We used five different masks to define the brain space. First, as a starting point we used a whole brain mask with no partitions in order to capture the overall status of the brain. We then used two anatomical based atlases: 1) we created a composite whole brain atlas that combined the Harvard Oxford cortical and subcortical atlases with the JHU white matter atlas. We binarised each voxel by assigning it to the maximum structural likelihood based on the probability values. For example, for each voxel we loaded the probability for 133 structures (48 bilateral cortical, 7 bilateral sub-cortical, 9 bilateral white matter tracts, bilateral lateral ventricles and brainstem) and assigned the voxel with a label that had the maximum likelihood. 2) We used a data driven method to identify lesion clusters for voxels with co-occurring damage in left hemisphere MCA stroke. The lesion clusters were obtained by applying a principal component analysis on the lesioned brain in order to extract the underlying structure of the damage. In effect the lesioned territory is split into partitions that reflect the neuro-vasculature while reducing the dimensions of the data, in this case 17 non-overlapping clusters²⁸. We also used two functional-based atlases: 1) whole brain atlas based on the functional connectivity similarity^24,100 and 2) a restricted-space, language model based on lesion correlates to three functional components of behaviour¹⁶.

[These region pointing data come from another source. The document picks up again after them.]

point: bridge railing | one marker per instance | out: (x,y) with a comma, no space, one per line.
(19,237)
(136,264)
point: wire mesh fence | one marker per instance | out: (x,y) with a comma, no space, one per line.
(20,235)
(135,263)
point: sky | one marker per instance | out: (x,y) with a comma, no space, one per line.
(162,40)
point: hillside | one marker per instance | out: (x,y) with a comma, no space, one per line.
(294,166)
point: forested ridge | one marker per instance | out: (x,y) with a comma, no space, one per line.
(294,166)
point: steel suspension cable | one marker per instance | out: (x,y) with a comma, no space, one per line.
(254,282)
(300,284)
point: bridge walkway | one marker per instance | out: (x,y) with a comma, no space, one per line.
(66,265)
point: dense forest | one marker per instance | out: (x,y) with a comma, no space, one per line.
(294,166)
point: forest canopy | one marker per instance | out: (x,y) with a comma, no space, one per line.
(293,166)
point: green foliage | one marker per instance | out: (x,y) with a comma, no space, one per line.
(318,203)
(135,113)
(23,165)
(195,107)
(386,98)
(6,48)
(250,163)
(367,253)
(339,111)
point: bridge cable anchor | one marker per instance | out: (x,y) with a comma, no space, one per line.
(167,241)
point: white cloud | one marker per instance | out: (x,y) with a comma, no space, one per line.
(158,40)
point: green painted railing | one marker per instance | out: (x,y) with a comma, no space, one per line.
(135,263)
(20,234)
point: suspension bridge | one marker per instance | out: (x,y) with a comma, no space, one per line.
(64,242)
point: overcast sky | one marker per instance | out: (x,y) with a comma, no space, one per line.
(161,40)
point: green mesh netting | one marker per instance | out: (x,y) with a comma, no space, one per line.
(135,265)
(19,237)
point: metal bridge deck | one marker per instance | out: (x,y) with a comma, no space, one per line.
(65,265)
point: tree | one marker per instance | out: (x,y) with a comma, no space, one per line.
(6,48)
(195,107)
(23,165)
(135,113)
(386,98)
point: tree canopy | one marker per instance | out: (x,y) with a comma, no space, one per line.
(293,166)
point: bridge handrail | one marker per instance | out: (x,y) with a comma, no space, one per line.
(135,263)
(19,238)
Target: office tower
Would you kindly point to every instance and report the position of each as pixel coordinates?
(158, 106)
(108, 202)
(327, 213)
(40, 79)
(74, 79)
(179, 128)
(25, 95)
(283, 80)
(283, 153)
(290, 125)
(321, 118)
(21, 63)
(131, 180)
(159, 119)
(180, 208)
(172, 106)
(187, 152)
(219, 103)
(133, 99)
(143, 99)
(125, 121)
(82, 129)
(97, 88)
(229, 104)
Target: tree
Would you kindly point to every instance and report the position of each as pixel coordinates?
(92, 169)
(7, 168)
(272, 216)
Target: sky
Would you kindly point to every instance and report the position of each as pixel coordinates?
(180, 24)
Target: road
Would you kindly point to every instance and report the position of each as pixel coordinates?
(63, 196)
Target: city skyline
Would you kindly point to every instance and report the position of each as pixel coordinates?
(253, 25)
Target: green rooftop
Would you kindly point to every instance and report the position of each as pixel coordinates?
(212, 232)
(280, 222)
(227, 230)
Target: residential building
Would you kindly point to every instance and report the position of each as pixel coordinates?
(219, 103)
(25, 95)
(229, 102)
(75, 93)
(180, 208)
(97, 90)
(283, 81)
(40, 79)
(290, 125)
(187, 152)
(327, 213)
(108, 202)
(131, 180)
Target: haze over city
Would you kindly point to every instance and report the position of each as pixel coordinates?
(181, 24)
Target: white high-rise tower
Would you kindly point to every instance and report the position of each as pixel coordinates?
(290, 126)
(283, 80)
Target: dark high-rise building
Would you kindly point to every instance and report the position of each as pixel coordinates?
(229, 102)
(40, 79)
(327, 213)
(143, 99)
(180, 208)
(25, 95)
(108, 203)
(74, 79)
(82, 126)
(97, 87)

The prediction models were developed in stages in order to determine the utility of each imaging modality. We had six neural inputs that represented data from T1 (% abnormality, % grey matter and % white matter) and diffusion imaging (FA, MD and ACM) scans. These were tested: 1) alone, 2) in 15 pair-wise combinations (i.e. % abnormality and % grey matter, % abnormality and % white matter, etc.), 3) as a triplet within each domain (T1 or diffusion), and 4) all together. There were four models created for each input modality, relating to the four principal behavioural factors. An overview of the model ‘recipe’ is shown in Figure 1.

Data availability

The conditions of our ethical approval do not permit public archiving of anonymised study data. Anonymised data necessary for reproducing the results in this article can be requested from the corresponding authors.

Code availability

The computer code that support the findings of this study are available from the corresponding author on reasonable request.